The world’s top oil and gas producers are also in Guilbeault’s sights as he heads to the COP summit.
“Countries like Saudi Arabia and other Gulf states have a lot of money and contribute a lot to climate change,” the minister said. “They should be part of a broader donor country base to help countries in the south.”
Saudi Arabia ranks as the world’s 11th largest global emitter, right ahead of Canada, according to one estimate. It’s among 20 countries that, collectively, are responsible for more than 75 per cent of global greenhouse gas emissions, according to the United Nations.
Wealthy Western countries, including Canada, backed the previous commitment at the COP15 conference in 2009 of assembling $100 billion US in climate financing each year. The European Union and the 23 countries at COP15 committed to delivering on the money commitment by 2020.
Rich countries failed to meet that goal for years, but preliminary data indicates that they have finally reached and exceeded the goal.
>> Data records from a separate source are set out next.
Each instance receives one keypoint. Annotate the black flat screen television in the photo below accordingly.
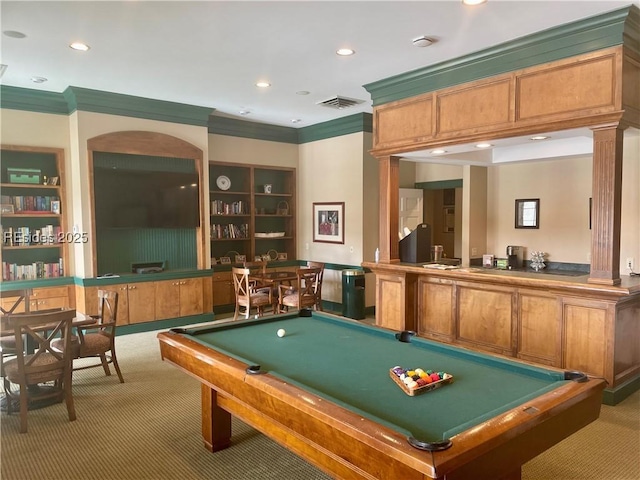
(143, 199)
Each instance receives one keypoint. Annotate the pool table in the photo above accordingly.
(324, 391)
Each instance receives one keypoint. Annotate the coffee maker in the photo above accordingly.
(514, 257)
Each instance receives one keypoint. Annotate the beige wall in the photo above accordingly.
(256, 152)
(333, 170)
(563, 186)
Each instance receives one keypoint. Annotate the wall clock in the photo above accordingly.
(223, 182)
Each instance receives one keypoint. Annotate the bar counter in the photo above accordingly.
(556, 320)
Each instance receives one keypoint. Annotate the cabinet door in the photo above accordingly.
(48, 298)
(167, 299)
(223, 292)
(142, 305)
(436, 309)
(191, 297)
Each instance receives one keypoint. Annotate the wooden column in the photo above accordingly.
(606, 207)
(389, 169)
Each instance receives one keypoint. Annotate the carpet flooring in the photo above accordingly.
(149, 428)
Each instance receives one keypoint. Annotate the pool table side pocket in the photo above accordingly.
(522, 433)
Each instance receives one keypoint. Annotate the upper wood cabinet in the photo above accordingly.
(252, 211)
(34, 234)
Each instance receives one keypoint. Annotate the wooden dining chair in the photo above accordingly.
(303, 293)
(44, 365)
(319, 265)
(247, 295)
(11, 301)
(98, 339)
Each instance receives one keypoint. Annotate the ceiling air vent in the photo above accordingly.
(340, 102)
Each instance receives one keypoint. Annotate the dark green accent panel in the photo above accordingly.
(17, 98)
(141, 278)
(143, 162)
(564, 41)
(48, 282)
(87, 100)
(118, 248)
(360, 122)
(164, 324)
(259, 131)
(618, 394)
(440, 185)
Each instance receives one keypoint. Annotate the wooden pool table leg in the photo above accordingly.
(216, 422)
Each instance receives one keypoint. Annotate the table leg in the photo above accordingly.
(216, 422)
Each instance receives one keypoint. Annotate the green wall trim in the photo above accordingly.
(98, 101)
(564, 41)
(258, 131)
(439, 185)
(43, 282)
(359, 122)
(163, 324)
(16, 98)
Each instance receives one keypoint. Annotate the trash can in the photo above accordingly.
(353, 294)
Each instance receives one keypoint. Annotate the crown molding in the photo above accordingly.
(255, 130)
(564, 41)
(16, 98)
(97, 101)
(359, 122)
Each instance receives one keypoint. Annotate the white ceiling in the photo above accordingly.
(212, 53)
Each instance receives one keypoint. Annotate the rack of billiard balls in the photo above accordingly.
(416, 381)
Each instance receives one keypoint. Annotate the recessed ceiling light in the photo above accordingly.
(14, 34)
(345, 52)
(82, 47)
(422, 41)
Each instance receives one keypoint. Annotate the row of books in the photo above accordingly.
(29, 203)
(25, 236)
(218, 207)
(13, 271)
(229, 231)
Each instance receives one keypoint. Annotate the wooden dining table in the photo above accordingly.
(6, 329)
(274, 279)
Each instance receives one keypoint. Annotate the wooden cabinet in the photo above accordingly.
(484, 317)
(223, 290)
(178, 298)
(252, 211)
(539, 328)
(436, 298)
(136, 301)
(34, 235)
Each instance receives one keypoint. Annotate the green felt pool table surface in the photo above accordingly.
(348, 362)
(324, 391)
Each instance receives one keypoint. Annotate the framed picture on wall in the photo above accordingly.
(328, 222)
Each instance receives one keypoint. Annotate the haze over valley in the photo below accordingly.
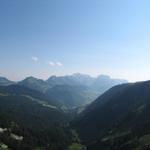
(74, 75)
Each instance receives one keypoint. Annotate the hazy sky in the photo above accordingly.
(45, 37)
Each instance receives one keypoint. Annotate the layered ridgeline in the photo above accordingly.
(74, 90)
(118, 120)
(30, 120)
(5, 82)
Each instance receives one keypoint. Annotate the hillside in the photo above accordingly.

The delay, however, caused some countries to lose faith in the international climate negotiations.
“This trust has been slowly but surely eroded,” said Caroline Brouillette, executive director of Climate Action Network Canada. “It’s also why countries from the global south are expecting Canada and the G7 to come to Baku ready to show us the money.”
On a briefing call with reporters Wednesday, officials with Guilbeault’s department would not say what the new international climate finance target should be, or how much Canada and other countries should contribute.
According to one estimate, $2.4 trillion US in climate finance is needed by 2030 for investments to meet the Paris Agreement targets and related development goals.
Guilbeault said he disagrees with those who argue that governments alone should pay that tab — he said institutions like the World Bank and some large corporations should also ante up.
“The amount of public dollars available around the world is limited, and there is a lot more money in the private sector,” he said.
In 2021, Canada upped its international climate finance goal from $2.65 billion to $5.3 billion over 5 years. The money targets efforts to phase out coal and fund systems to warn communities in advance of catastrophic weather events.
COP climate summits are United Nations conferences hosted annually by different countries. They are global decision-making forums meant to implement the United Nations Framework Convention on Climate Change, adopted in the early 1990s, and subsequent climate agreements.
At one of those conferences in 2015, countries signed the landmark Paris Agreement. That agreement states countries must keep the increase in the planet’s temperature to well below 2 C and work to limit it to 1.5 C above pre-industrial levels.
Although countries have made some progress, the UN has said the world is still on track to surpass the limits outlined in the Paris Agreement, leading to more devastating flooding, heat waves and forest fires.